Caught between the need for a continuous bike lane and the demands of drivers, Portland transportation engineers finally came up with a solution. Next month, the city will fill the gaps in the network with new shared-lane pavement markings, called "sharrows." Stencils of a bicycle with two chevron markings above it will be painted, two per block, in areas too narrow for a bike lane. The idea is to keep cyclists away from parked cars while promoting awareness of their right to use the road.

"The sharrow sends the message to cyclists, 'yes, you are welcome here,' " says Mia Birk, a principal with Alta Planning + Design in Portland and lead author of a recent study on shared-pavement markings in San Francisco.

Pioneered in Denver in the mid-1990s, sharrows are attracting the attention of transportation officials around the United States. But the markings are controversial. In June, Boulder, Colo., became one of the few cities outside of California to install the shared-lane markings; that same month, sharrows were rejected by the National Committee on Uniform Traffic Devices, an organization that sets national traffic standards.

"We have a litigious society," says Ms.
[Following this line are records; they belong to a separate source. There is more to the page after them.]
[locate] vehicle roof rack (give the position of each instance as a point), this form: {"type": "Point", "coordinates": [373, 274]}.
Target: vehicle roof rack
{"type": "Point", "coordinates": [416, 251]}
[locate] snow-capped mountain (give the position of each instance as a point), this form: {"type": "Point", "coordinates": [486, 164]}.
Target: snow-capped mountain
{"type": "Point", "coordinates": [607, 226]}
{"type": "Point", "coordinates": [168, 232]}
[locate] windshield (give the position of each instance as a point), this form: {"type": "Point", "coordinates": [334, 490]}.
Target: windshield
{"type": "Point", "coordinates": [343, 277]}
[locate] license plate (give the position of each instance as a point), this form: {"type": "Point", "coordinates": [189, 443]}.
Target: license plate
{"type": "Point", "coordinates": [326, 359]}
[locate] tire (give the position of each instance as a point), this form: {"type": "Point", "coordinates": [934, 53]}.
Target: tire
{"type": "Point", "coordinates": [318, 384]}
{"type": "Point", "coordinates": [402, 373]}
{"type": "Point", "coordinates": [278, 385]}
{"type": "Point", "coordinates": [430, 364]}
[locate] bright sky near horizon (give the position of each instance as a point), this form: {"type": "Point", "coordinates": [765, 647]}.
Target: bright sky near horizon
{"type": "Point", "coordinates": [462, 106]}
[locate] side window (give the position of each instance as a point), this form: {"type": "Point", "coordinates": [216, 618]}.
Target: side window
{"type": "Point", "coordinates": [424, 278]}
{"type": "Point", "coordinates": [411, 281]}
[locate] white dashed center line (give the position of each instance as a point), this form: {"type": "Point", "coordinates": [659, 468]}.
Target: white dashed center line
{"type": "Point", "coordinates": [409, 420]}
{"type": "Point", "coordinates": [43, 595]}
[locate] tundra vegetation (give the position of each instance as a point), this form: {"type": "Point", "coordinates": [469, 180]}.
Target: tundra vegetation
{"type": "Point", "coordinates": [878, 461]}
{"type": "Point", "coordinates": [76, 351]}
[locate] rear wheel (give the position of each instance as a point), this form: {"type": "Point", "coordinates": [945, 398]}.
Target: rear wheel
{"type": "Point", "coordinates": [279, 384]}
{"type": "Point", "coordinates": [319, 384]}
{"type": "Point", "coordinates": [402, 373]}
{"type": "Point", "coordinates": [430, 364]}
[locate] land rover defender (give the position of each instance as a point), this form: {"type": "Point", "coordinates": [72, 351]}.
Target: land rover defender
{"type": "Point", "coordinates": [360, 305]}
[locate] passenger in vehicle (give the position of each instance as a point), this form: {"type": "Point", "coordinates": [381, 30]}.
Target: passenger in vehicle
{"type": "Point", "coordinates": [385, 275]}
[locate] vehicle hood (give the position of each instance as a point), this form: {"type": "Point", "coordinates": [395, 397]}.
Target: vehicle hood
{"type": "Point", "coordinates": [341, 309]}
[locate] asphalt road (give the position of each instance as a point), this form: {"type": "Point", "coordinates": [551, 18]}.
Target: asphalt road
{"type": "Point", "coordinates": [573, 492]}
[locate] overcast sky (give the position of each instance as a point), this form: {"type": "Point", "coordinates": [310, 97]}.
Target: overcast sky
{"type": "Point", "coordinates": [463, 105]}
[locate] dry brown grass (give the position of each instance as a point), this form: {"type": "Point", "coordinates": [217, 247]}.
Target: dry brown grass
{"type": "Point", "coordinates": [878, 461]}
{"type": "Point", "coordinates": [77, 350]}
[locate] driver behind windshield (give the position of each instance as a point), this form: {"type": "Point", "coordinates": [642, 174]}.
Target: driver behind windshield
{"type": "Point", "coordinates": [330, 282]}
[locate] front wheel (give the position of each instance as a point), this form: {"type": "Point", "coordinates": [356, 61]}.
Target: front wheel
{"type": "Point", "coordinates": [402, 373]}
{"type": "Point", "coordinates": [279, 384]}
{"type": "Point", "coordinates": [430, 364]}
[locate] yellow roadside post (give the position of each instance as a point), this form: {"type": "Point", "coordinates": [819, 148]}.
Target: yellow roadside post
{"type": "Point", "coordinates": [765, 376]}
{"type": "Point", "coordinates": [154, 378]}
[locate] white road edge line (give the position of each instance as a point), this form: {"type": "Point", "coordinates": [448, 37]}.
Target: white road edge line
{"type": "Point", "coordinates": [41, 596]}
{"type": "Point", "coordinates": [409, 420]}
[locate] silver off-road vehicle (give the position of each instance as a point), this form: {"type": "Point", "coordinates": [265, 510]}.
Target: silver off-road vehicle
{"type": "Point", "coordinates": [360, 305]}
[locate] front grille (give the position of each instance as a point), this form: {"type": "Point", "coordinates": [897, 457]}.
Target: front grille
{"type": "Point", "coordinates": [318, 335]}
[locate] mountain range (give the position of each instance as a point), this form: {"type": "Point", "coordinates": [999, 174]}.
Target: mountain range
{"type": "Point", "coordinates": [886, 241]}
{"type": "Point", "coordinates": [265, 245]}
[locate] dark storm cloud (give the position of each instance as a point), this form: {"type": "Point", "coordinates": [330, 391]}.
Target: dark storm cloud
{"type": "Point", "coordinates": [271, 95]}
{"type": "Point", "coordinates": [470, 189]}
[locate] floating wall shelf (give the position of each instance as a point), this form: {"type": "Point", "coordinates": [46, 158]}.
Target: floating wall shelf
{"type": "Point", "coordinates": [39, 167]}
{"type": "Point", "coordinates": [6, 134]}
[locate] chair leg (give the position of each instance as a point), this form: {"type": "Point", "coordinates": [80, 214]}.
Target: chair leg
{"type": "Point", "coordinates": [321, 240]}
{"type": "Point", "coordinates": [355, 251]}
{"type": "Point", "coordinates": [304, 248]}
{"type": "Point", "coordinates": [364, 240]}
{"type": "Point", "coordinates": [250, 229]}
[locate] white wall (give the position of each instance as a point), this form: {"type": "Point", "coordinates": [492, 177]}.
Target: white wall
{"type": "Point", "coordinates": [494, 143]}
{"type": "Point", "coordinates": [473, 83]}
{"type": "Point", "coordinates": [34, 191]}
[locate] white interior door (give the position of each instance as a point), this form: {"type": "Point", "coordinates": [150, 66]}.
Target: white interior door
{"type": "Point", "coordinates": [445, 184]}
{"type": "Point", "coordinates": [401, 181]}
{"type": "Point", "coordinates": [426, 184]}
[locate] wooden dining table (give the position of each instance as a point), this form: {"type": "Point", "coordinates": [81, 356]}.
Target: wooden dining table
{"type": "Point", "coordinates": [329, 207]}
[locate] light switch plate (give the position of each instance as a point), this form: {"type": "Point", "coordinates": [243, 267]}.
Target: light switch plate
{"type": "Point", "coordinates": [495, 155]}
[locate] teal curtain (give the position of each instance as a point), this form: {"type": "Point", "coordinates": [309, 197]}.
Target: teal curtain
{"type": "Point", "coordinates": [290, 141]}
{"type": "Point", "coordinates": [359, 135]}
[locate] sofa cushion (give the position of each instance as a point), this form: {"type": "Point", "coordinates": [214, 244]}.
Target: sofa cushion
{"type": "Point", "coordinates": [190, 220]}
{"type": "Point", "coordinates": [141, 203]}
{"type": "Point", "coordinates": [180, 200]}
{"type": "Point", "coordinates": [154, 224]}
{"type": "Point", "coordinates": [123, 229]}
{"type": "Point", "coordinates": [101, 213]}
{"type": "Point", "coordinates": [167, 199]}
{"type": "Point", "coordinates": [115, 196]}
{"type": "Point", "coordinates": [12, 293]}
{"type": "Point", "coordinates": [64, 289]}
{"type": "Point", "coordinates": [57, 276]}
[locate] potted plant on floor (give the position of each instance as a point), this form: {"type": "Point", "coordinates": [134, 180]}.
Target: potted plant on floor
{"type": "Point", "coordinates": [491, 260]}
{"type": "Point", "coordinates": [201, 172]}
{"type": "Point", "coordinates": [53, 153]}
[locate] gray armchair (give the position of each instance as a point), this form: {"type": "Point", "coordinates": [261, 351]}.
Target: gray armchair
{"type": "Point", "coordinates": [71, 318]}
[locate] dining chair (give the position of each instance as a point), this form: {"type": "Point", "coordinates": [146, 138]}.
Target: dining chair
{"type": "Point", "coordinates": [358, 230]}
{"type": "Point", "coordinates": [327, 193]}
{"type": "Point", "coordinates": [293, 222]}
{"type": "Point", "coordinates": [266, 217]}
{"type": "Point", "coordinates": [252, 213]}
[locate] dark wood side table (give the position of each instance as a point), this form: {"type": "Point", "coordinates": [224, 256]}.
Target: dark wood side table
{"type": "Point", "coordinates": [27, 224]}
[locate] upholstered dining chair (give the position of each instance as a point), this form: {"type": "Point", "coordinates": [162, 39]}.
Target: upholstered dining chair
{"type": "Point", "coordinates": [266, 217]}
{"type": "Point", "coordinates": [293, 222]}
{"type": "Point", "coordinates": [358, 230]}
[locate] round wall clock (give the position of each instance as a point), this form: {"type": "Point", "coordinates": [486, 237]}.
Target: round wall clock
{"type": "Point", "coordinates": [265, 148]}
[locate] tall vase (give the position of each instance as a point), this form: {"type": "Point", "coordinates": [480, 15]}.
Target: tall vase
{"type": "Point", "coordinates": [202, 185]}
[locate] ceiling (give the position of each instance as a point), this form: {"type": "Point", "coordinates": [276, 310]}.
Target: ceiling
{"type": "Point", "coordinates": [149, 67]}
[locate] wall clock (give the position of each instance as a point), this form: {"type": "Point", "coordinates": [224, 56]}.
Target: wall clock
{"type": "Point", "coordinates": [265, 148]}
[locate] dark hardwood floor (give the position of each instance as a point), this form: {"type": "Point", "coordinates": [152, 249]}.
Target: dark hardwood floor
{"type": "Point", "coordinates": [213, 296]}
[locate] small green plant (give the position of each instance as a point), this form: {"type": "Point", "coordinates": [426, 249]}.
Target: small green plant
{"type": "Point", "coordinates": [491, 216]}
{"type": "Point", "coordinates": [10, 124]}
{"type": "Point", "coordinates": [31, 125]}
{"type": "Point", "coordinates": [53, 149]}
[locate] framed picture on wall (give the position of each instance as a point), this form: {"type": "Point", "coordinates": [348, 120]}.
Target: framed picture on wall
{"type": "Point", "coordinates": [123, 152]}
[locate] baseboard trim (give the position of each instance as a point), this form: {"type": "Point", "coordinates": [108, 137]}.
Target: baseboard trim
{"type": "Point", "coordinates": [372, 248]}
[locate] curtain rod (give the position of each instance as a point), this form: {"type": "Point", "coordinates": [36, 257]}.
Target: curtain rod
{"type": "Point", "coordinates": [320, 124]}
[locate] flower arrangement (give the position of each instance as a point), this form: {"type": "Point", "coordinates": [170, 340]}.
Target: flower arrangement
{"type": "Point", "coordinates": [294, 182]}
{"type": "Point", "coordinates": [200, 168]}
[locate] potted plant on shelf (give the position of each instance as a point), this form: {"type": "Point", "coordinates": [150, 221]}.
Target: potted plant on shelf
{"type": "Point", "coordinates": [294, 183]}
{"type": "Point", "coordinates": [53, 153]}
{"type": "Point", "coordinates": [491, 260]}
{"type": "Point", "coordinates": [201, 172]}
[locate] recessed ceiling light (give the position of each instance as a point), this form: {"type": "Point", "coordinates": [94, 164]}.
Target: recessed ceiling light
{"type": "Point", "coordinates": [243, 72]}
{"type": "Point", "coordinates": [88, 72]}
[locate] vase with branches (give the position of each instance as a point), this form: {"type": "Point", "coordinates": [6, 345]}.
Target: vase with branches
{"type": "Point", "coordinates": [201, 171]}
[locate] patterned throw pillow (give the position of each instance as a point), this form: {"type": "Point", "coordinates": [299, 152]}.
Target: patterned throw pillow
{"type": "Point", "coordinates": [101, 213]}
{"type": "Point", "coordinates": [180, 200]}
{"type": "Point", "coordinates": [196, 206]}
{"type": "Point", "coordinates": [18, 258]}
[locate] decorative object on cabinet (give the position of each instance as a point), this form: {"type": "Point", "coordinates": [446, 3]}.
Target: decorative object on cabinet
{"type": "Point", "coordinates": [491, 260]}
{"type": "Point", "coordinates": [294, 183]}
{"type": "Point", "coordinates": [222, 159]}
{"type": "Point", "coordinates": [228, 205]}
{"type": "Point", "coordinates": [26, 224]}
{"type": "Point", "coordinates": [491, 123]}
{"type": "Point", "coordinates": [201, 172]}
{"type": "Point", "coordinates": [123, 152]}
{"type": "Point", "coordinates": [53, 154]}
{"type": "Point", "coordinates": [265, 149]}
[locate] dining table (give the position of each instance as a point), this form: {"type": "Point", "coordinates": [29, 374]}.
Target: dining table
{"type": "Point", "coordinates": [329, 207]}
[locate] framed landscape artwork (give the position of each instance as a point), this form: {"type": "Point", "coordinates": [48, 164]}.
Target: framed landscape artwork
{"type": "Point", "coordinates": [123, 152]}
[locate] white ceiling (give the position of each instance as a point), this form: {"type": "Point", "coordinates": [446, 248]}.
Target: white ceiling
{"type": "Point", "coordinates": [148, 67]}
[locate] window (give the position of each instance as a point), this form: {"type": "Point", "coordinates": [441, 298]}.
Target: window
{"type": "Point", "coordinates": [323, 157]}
Birk, explaining the challenges of implementing bike-friendly street designs. "It takes a progressive traffic engineer to say 'I'm comfortable enough to take a risk.' "

Some cycling advocates say sharrows will preempt the installation of bike lanes, which often entail hard-fought battles to remove a car travel lane or on-street parking.

"Once sharrows are accepted, they will become the preferred solution," says Kevin Jackson, who sits on the Bike and Pedestrian Committee in Sunnyvale, Calif. "Not because they are better, but because they are politically expedient."

The principle behind sharrows is simple: They reinforce existing rules of the road. In most states, cyclists are required to stay as far to the right as possible, except under unsafe conditions. One of these conditions is when the travel lane is too narrow for side-by-side passage of an automobile and a bicycle.